Mentre Torino accoglie il giornalista turco Can Dundar e L’Espresso gli dedica un’intervista incentrata sulla mancanza di libertà d’espressione in Turchia, anche un nutrito gruppo di intellettuali lancia un appello. Gli accademici che sono stati licenziati in Turchia hanno raggiunto il 30 aprile l’incredibile numero di 5.295. Un gruppo di loro, perseguitati perché firmatari di un appello per la pace nella regione curda della Turchia (Academics for Peace), ha lanciato qualche giorno fa una campagna internazionale per il boicottaggio delle attività accademiche in Turchia.
La bella Istanbul è meta ideale di convegni accademici, con i suoi alberghi internazionali adagiati sulle affascinanti sponde del Bosforo dove, tra una presentazione e una tavola rotonda, si assapora un Turkish delight al pistacchio o alla rosa e nell’intervallo del pranzo si visita la Moschea Blu o ci si perde tra le bancarelle del Gran Bazar. I costi dei convegni sono contenuti e gli organizzatori possono trovare facilmente il sostegno di una delle centinaia di università pubbliche e private che accolgono studenti turchi, russi, centroasiatici, africani e slavi che magari avrebbero più difficoltà ad ottenere il visto britannico.

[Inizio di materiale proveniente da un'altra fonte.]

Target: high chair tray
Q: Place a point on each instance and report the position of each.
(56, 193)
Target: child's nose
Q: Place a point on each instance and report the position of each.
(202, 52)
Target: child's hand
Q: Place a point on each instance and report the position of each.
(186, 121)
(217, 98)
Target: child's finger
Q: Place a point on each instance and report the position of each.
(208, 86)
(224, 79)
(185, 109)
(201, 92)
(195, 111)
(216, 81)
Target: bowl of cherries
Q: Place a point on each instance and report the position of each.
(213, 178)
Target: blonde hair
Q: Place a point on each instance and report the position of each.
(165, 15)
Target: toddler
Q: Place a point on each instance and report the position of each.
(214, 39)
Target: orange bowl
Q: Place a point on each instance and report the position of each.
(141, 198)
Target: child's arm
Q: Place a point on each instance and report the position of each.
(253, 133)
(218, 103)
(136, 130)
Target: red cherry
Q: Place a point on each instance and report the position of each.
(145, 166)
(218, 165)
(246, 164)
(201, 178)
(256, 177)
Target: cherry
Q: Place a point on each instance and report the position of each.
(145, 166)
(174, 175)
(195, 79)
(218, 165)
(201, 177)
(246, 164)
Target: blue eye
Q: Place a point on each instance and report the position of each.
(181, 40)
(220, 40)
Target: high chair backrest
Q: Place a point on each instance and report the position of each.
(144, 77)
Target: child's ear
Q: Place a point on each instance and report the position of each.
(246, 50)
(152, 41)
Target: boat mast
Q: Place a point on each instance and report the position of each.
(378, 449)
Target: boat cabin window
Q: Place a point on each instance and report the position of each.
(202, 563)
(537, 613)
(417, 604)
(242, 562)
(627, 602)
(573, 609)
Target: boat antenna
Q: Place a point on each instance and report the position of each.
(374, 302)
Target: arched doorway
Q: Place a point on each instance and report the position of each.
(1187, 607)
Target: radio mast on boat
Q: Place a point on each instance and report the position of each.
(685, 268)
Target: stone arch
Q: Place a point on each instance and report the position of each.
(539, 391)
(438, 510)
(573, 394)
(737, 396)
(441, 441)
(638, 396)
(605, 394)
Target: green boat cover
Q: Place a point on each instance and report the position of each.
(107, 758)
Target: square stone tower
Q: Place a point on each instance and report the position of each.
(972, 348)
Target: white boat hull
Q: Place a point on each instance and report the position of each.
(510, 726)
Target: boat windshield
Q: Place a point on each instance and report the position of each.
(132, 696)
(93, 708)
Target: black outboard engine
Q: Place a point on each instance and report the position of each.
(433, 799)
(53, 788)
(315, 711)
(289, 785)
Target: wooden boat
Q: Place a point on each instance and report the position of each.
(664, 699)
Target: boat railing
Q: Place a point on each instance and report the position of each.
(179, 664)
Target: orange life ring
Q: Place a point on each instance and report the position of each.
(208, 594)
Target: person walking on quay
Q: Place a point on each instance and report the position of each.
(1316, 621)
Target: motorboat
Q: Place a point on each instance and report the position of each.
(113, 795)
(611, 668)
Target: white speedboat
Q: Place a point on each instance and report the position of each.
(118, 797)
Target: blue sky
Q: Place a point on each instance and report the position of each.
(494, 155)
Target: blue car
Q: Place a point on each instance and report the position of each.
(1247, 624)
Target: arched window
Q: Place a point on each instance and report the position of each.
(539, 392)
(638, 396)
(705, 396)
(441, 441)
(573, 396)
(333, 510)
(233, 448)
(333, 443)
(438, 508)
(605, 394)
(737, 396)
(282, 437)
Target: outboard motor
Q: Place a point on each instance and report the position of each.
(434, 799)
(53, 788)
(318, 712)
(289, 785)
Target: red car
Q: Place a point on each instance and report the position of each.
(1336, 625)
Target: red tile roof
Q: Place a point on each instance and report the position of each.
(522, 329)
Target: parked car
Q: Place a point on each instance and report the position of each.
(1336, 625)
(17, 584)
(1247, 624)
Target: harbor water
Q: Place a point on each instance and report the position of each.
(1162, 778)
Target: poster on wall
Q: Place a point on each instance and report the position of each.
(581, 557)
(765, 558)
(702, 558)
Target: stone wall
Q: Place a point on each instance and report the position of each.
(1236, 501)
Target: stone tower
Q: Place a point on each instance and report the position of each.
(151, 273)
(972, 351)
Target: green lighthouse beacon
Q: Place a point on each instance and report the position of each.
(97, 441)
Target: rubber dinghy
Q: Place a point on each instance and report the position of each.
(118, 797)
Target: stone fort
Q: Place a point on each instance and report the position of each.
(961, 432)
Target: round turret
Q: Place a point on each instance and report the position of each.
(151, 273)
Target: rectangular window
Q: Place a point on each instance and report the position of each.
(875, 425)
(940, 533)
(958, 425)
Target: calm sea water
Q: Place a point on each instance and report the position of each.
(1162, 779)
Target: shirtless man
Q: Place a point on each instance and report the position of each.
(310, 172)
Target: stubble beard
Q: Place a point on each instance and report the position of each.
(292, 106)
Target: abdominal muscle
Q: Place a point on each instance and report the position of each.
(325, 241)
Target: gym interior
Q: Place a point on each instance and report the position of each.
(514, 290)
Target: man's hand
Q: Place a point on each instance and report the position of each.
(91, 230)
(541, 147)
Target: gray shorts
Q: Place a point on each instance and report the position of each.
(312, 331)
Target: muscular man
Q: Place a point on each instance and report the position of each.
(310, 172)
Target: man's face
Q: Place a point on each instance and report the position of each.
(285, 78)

Il gruppo di Academics for Peace chiede (legge qui) ai colleghi stranieri di cessare le attività di collaborazione con il comparto universitario turco, ritenendolo in violazione delle norme internazionali sull’istruzione universitaria. Auspicano un boicottaggio mirato, elencandone i termini con precisione.
Il clima è pesante. Solo per aver firmato quella petizione per una soluzione pacifica del conflitto curdo, gli Academics for Peace sono sottoposti a una serie di inchieste penali e amministrative, a detenzioni, licenziamenti, alla revoca di passaporti e divieti di espatrio, negazione del diritto alla pensione ed esclusione dal mercato del lavoro attraverso la compilazione di una lista nera.
Gli oppositori politici vengono bollati come terroristi, appartenenti al movimento di Fetullah Güllen al quale viene attribuito il tentato golpe della scorsa estate. I licenziamenti arrivano dall’alto e sono effetto delle leggi speciali. Il Consiglio di istruzione universitaria (YÖK) e i rettori cooperano con i servizi segreti e ne seguono le direttive insieme alla polizia per redigere elenchi di personale accademico da licenziare. Le liste dei licenziamenti sono approvate dal governo e dal Presidente della Repubblica Turca Recep Tayip Erdoğan e eseguiti tramite decreto nel contesto delle leggi speciali dello stato di emergenza post-golpe, dunque senza diritto di appello.
Come la moglie del giornalista Can Dundar, bloccata in Turchia senza passaporto mentre il marito è esule in Germania, anche questi accademici non sono liberi e il divieto di esprimersi liberamente intacca anche altre libertà. La vita culturale della Repubblica Turca appare bloccata. Verranno ancora gli studiosi stranieri a ravvivarla con la partecipazione a simposi di ricerca?